In a statement on the USA Gymnastics website, Perry thanked the departing trio of leaders "for their many years of service to this organization."
"As the board identifies its next chair and fills the vacant board positions, we remain focused on working every day to ensure that our culture, policies and actions reflect our commitment to those we serve."
Perry replaced Steve Penny, who had resigned last March after 12 years in the post after criticism over how USA Gymnastics had handled the sexual abuse claims.
"Several people did speak up. Why didn't anyone listen or care enough to do anything?" asked Paula Daniels, whose daughter Samantha was identified as a victim of Nassar's abuse.
Nassar, 54, has pleaded guilty to 10 counts of criminal sexual conduct and faces life in prison. He has already been sentenced to 60 years in prison after pleading guilty to child pornography charges.

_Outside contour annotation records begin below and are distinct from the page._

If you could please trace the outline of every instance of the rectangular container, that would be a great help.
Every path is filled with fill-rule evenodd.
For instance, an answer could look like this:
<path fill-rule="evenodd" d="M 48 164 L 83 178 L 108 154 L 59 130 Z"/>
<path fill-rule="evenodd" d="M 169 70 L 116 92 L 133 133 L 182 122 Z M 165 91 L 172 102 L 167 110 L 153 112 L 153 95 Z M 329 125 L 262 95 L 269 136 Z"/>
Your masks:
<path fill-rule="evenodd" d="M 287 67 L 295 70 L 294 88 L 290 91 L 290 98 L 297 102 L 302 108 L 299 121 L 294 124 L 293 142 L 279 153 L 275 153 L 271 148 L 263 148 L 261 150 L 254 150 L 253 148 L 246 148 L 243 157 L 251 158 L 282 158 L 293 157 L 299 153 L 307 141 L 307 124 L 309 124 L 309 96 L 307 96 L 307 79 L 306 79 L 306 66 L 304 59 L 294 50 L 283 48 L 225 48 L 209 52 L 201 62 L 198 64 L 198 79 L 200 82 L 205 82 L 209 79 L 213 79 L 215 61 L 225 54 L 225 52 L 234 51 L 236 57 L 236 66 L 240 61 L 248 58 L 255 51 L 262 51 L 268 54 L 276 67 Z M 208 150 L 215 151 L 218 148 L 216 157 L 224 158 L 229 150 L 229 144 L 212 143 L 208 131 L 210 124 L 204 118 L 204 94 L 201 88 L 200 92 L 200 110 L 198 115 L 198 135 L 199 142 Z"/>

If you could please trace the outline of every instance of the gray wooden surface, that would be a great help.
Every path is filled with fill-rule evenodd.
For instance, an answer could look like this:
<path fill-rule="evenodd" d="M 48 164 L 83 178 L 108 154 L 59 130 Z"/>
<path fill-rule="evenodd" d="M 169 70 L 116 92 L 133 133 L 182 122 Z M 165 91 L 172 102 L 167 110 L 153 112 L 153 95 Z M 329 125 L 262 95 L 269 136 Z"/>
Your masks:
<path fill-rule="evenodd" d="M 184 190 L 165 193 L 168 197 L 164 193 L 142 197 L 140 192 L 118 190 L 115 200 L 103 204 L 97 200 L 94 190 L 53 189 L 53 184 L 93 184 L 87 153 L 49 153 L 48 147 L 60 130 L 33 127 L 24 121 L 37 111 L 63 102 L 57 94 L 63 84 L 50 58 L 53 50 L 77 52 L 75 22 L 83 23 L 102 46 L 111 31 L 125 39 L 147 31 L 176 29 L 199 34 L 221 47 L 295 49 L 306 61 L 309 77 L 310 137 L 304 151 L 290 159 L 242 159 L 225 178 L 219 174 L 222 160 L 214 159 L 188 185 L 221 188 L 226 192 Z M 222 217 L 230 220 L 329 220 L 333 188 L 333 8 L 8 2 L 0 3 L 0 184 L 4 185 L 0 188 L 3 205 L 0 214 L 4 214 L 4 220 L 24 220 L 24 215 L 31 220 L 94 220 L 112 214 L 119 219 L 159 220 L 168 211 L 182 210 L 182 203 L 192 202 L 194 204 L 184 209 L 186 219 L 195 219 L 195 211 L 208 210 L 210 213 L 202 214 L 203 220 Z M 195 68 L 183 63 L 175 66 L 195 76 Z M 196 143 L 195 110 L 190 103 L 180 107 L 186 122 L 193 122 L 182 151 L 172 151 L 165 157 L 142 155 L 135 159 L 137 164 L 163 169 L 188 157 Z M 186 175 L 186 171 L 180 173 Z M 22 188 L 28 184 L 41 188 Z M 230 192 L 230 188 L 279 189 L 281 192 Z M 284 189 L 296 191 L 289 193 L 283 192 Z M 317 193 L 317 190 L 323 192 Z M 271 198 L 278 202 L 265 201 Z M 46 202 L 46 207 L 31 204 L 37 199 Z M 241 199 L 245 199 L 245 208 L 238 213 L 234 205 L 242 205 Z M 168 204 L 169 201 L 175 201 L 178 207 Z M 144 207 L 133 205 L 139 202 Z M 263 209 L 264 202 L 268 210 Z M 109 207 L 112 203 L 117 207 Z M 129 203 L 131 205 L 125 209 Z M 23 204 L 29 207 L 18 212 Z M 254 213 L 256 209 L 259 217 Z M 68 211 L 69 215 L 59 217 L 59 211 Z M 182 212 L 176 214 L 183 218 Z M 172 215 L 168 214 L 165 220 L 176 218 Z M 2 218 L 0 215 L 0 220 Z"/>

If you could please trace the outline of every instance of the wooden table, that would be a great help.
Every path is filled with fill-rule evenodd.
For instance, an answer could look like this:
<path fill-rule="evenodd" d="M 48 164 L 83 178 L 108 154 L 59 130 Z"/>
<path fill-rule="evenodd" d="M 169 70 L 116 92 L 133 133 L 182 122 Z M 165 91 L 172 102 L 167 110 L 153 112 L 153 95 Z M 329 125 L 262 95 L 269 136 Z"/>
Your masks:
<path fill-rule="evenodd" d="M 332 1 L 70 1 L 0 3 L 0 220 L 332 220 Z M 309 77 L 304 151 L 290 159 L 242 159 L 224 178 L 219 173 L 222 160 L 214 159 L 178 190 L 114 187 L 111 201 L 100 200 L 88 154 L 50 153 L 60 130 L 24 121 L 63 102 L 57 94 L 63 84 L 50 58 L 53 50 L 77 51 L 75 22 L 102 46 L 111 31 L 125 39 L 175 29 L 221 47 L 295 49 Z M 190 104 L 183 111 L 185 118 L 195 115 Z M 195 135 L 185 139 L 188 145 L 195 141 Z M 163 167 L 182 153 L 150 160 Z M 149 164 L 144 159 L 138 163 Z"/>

At his sentencing hearing in Michigan, more victims spoke on Monday, including Taylor Livingston, who talked about the guilt she felt concealing the abuse from her father, who died last year.
"When you die, you're going to hell," she told Nassar. "But there will be a pit stop on the way where you'll have to face my dad, who now knows what you've done... and when you do, you will suffer."
Lead prosecutor Angela Povilaitis said 144 people were set to give victim impact statements and another two dozen speakers were planned, most testifying to the profound toll the abuse has taken on their lives and families.
The hearing's fifth day also featured Livingston, who was 13 at her first appointment with Nassar in 2009, saying she suffered from constant depression and anxiety.
"Life is a chore," she said. "Life is a constant fight."
Nassar's victims, according to prosecutors and civil attorneys, include his former family babysitter and athletes in several women's sports programs at Michigan State University, where he worked.
The Karolyi Ranch, a suburban Houston layout once famed as a breeding ground of champions, will no longer serve as a training site for top gymnasts, USA Gymnastics announced last week, the facility holding too many horrific memories for too many US athletes.
Biles, who dazzled in winning gold at the 2016 Rio Olympics, said in her Twitter post last week revealing abuse by Nassar at the ranch that it "breaks my heart" to think of returning there to train for the 2020 Tokyo Olympics.
Olympic gold medalist Aly Raisman said continued use of the ranch as a national team center would be more evidence of indifference by USA Gymnastics.
USA Gymnastics also came under attack after it emerged that Olympic gold medalist McKayla Maroney had been required to sign a gag order preventing her from talking about the abuse under the terms of a $1.25 million settlement agreed in 2016.
USA Gymnastics later waived the order last week following criticism, saying Maroney would be free to discuss the abuse without fear of financial penalty.